Ainsi commence sur une trentaine de pages, le drame de Félix dont la verve et la gouaille introduisent le récit. Cela se poursuivra jusqu’à la fin du livre. Une multitude de personnages plus ou moins loufoques s’introduisent dans l’histoire : Madame Simone, une pute et un homme ou plutôt non, précise Félix, un homme et une pute, dans l’ordre chronologique ; Mademoiselle Tran, qui jouait le rôle d’une grande sœur au sourire constant ; Philippe Larousse, un timide de première, qui ne cherchait qu’une chose : connaître le dictionnaire par cœur ; note philosophe, Monsieur Sofronidès ; Monsieur Tchombé, le cancéreux guéri.
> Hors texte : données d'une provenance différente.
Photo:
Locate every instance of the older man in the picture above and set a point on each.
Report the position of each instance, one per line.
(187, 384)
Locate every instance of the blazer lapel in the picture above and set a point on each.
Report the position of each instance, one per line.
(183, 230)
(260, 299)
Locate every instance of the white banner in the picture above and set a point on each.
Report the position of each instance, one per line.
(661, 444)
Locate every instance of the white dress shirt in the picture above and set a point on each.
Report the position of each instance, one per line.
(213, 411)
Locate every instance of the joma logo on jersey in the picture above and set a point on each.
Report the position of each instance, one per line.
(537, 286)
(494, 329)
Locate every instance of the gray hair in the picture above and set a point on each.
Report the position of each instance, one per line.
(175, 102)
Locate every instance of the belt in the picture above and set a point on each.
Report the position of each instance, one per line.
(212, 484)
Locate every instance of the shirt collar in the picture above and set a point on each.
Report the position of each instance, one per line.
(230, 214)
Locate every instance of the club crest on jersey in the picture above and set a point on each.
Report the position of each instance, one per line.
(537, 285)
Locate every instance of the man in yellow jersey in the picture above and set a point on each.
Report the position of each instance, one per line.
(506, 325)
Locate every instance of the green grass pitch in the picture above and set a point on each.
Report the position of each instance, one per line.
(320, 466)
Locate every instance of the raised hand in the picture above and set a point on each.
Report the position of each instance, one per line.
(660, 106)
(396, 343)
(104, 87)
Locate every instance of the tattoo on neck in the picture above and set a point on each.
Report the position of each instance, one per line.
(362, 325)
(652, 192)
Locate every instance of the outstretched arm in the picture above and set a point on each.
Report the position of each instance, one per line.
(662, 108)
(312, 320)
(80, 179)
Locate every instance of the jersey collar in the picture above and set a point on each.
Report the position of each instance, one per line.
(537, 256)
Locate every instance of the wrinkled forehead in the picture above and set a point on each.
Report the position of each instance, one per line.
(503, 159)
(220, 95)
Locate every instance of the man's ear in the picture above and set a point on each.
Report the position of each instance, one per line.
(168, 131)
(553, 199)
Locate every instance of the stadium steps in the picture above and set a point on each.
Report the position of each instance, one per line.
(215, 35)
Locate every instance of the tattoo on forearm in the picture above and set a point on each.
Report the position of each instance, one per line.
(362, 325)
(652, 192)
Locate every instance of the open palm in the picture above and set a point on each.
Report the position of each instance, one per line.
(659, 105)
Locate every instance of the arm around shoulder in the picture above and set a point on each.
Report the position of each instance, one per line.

Des problèmes d’immobilier lui causant de profonds soucis, Maman allait mal. L’arrivée de l’oncle Bamba, averti par les occupants du café de la situation de Maman, bouleversa la donne : recherche de marabouts d’abord, puis, carrément, voyage au Sénégal et rencontre de Papa Loum, le féticheur. Elle guérit, seule ou avec l’aide de tous. Elle rentre à Paris, joyeuse, retrouve son café aux soins de Madame Simone, se laisse courtiser par le Saint Esprit. Chaque jour, elle pratique avec Félix l’« exercice d’Afrique » exigé par Papa Loum, car le monde se donne à ceux qui le contemplent, disait le féticheur. L’apparence n’est pas l’apparence de rien, plutôt l’apparence d’un univers dérobé. Ce soir-là, elle est comblée : Paris a l’apparence de l’Afrique. Papa Loum les avait avertis : L’Afrique c’est l’imagination sur Terre. L’Europe, c’est la raison sur Terre ; tu ne connaîtras le bonheur qu’en important les qualités de l’une dans l’autre.

On aime les récits d’Éric-Emmanuel Schmitt qui, sous des dehors simples, parfois simplistes, sait donner aux mystères humains l’apparence du quotidien, tel qu’il l’a déjà fait dans Oscar et la dame en rose, Monsieur Ibrahim et les fleurs du Coran.